For many of us, the decision to remove trans fats from food products has been a long time coming.  Also called partially hydrogenated oils, trans fats are produced by adding hydrogen to liquid oils to extend its shelf life.  That sounds harmless, but trans fats are considered the worse fats for your health, they raise your bad cholesterol and lower your good cholesterol and they raise risks of Type 2 diabetes. Small amounts of naturally occurring trans fats are found in beef, lamb and butter. However, it isn't known if these naturally occurring trans fats have the same effects on cholesterol levels as do artificially hydrogenated fats. However, The American Heart Association recommends that less than 1% of your daily calorie intake come from these naturally-occurring trans fats. The fact is, you need fats as part of any healthy nutritional regimen. There are plenty of healthy sources to satisfy your needs, and please your taste buds, and they're not hard to find! Monounsaturated and polyunsaturated fats found in vegetable oils (such as olive, canola, sunflower, nut and soy oils), nuts, seeds, and fish actually lower your risk for disease. These good fats move vitamins A, D, E, and K into and around the body.  Healthy fats are important to promote a sense of well-being and mood-management, for staying mentally sharp, to fight fatigue, and weight control. This means that the ideal approach is not cutting all fat from your diet, it's knowing what fats can be and are actually healthy for you! How do you insure you're restricting trans fats while getting enough healthy fats? Follow these simple rules:
  • Check food labels for trans fats and partially hydrogenated fats. Avoid processed foods
  • Cut back on red meat and full-fat dairy foods. Replace red meat with beans, nuts, poultry, and fish (especially 'fatty' fish such as salmon, tuna, sardines, mackeral and trout)  whenever possible, and switch from whole milk and other full-fat dairy foods to lower fat versions.

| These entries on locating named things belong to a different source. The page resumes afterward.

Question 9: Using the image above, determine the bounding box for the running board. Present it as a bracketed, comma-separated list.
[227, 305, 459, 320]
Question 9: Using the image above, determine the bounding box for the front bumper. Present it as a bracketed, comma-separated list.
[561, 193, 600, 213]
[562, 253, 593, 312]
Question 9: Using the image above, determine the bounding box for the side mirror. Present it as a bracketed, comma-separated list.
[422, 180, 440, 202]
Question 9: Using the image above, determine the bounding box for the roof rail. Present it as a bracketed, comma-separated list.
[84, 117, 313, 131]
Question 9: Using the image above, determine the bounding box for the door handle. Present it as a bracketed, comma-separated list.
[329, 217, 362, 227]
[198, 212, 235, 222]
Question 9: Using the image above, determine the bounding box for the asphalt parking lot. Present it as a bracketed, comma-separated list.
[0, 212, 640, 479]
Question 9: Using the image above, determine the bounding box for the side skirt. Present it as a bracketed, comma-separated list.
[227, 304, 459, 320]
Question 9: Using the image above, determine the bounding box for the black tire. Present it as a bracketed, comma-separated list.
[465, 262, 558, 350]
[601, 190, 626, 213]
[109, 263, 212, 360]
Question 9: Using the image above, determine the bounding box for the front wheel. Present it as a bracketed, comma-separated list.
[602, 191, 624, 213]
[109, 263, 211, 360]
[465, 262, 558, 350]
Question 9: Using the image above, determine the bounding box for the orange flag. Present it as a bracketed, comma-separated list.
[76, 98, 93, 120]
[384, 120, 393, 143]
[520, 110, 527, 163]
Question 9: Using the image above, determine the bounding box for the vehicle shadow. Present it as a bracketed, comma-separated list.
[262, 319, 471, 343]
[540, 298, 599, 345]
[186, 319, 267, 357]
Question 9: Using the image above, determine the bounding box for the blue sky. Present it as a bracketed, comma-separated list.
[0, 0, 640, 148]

  • Get at least 5 - 10% of daily calories from omega-6 fatty acids. Easy sources are fish, walnuts, ground flax seeds, winter squash, olive oil,  flaxseed oil, canola oil, and soybean oil.
  • Restrict your total fat intake to 20-35% of calories or 44 to 78 grams for a 2,000 calorie daily diet.
  • Limit saturated fats to less than 10% of your calories (200 calories for a 2000 calorie diet)
  • Limit trans fats to 1% of calories (2 grams per day for a 2000 calorie diet).
When preparing meals, use healthy oils such as canola oil, replace melted butter with 1/2 the amount of grapeseed or nut oils in baked goods. Try using low-fat yogurt instead of that sour cream.  Grill or bake instead of frying! Instead of margarine, try a dip of olive oil with toasted garlic for your bread, it's delicious and simple to prepare! Fats are like any other item in your diet,  it's simple -- choose the healthy fats and you'll be healthier!